Le premier de ces événements a été un attentat commis le 25 septembre par un jeune Pakistanais qui blesse grièvement à l’arme blanche deux personnes se tenant près des anciens locaux de Charlie Hebdo.
Cette attaque a été suivie le 16 octobre par l’assassinat de Samuel Paty, professeur d’histoire géographie au collège de Conflans-Sainte-Honorine (grande banlieue parisienne). Quelques jours après un cours sur la liberté d’expression, pendant lequel l’enseignant aurait montré aux élèves diverses caricatures dont certaines du prophète Muhammad, Samuel Paty a été tué puis décapité, lorsqu’il rentrait du collège, par un individu ayant affirmé agir au nom du prophète de l’islam.
Très vite, la discussion a opposé, pour le dire de façon simple mais évidemment réductrice, partisans de la liberté d’expression en toutes circonstances et tenants du respect des convictions religieuses.
Ainsi, le président du Conseil français du culte musulman (CFCM), Mohammed Moussaoui, a-t-il suscité la polémique en appelant à "encadrer" l’utilisation des caricatures de Mahomet dans l’enseignement. Il reviendra d’ailleurs sur ses propos quelques jours plus tard, déplorant ce qu’il appelle une maladresse. Certains évêques catholiques (par exemple Nicolas Brouwet, évêque de Tarbes et Lourdes) ont tenu un discours semblable, de même que le Haut représentant pour l’Alliance des civilisations des Nations Unies, l’Espagnol Miguel Angel Moratinos, qui a appelé dans un communiqué "au respect mutuel de toutes les religions et croyances".
De façon générale, la position française a été assez mal perçue à l’étranger (voir par exemple la Bulgarie), notamment aux Etats-Unis, dont la presse a été fortement critiquée en France pour leur façon de présenter la situation : le New York Times a ainsi beaucoup choqué en intitulant son article "La police française tire et tue un homme après une attaque meurtrière au couteau" (titre qui a été changé depuis). Il est fréquent que les Américains peinent à comprendre la situation française.
Mais le président Macron, qui a défendu le droit à la caricature lors de l’hommage national rendu à Samuel Paty le 26 octobre, a suscité les critiques et les appels à boycott dans de nombreux pays à majorité musulmane. Le président s’est employé ensuite à expliquer sa position, défendant la liberté d’expression, disant comprendre que les caricatures puissent choquer mais réaffirmant que cela ne justifie aucune violence. Le ministère des Affaires étrangères a appelé de son côté à faire "cesser" ces manifestations qui proviennent d’une "minorité radicale".
Emmanuel Macron semble refléter l’opinion des Français sur le droit à caricaturer les personnages religieux, qui a évolué ces dernières années : 59% des Français estiment que les journaux avaient « raison » de publier ce type de caricatures « au nom de la liberté d’expression », alors qu’ils n’étaient que 38% de cet avis en février 2006 (enquête IFOP Les Français sont-ils encore Charlie ?).
Le 29 octobre, quelques jours après l’assassinat de Samuel Paty, une attaque au couteau dans une basilique de Nice a fait 3 morts.
Ces événements ont été le déclencheur d’actions fortes menées par l’Etat français, mesures qui s’inscrivent dans ce que le président Emmanuel Macron appelle la lutte contre les séparatismes dont il avait exposé les grandes lignes le 2 octobre dans un discours sur les séparatismes et la laïcité.
Ainsi, plus d’une cinquantaine de structures associatives accusées de liens avec le salafisme ou les Frères musulmans, dont le CCIF (Collectif contre l’islamophobie en France, association se donnant pour objectif de lutter contre les actes islamophobes), et l’ONG Baraka City, ont été dissous, ainsi qu’une cinquantaine de structures associatives.
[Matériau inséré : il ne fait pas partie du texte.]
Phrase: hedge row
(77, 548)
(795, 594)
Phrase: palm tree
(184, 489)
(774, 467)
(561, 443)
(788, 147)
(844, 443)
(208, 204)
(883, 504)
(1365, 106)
La mosquée de Pantin, accusée par les autorités d’avoir relayé des propos ayant conduit à l’assassinat de Samuel Paty, a été fermée pour 6 mois.
Un élément de l’assassinat de Samuel Paty passe de ce fait au second plan, alors qu’il soulève des questions tout aussi importantes : le rôle des réseaux sociaux. C’est en effet à la suite d’une dénonciation devenue virale sur les réseaux sociaux, accusation qui s’est révélée mensongère, que l’enseignant est devenu une cible.
Le garde des sceaux, Eric Dupond-Moretti, a soumis mercredi 18 novembre au Conseil d’Etat une nouvelle proposition destinée à réprimer plus rapidement la diffusion de messages de haine dans l’espace public, notamment au travers des réseaux sociaux, ce que certains voient là encore comme une restriction de la liberté d’expression.
Liberté d’expression et liberté de religion, les questions soulevées par ces libertés ne semblent pas près de cesser.

Anne-Laure Zwilling
  • Novembre 2020 : Les évêques de l’Eglise catholique de France contre la pédophilie

La Conférence des évêques de France publie un 3e rapport sur ses actions de lutte et de prévention contre la pédophilie dans l’Église en France, à partir des données fournies par les diocèses. Les deux premiers étaient parus en janvier 2017 et octobre 2018.
En 2016, la Conférence des évêques avait ouvert un site dédié à la lutte contre la pédophilie dans l’Eglise catholique, scandale majeur depuis des années (voir les débats actuels d’Eurel en 2016 et 2019).

Télécharger le rapport

Anne-Laure Zwilling
  • Février 2020, "l’affaire Mila"

Au début de l’année 2020, un incident a embrasé les réseaux sociaux, suscitant un court mais intense débat national.
A l’origine de cela, les propos d’une adolescente, Mila, contre l’islam et les musulmans. La jeune fille, qui s’affiche comme lesbienne rejette les avances d’un autre adolescent dans un échange sur son compte Instagram. Il l’insulte alors de façon raciste et homophobe. Les menaces ayant pris un tour religieux, Mila publie un message affirmant son rejet de toutes les religions. Cela suscite une vague de messages d’internautes furieux de cette « insulte à la religion ». Mila met alors en ligne une vidéo dans laquelle, en termes très crus, elle affirme son rejet et son mépris de l’islam.
A la suite de cela, l’adolescente a reçu une pluie d’insultes et de menaces, dont des menaces de mort, envoyées par des milliers d’utilisateurs d’Instagram, Twitter, et Snapchat. Ses informations personnelles, nom, adresse et numéro de téléphone, ont été rendues publiques. Les responsables de son établissement scolaire ont indiqué qu’il valait mieux, dans ces conditions et pour sa sécurité, que Mila ne se présente pas à son lycée les jours suivants. Mila changera ensuite d’établissement scolaire.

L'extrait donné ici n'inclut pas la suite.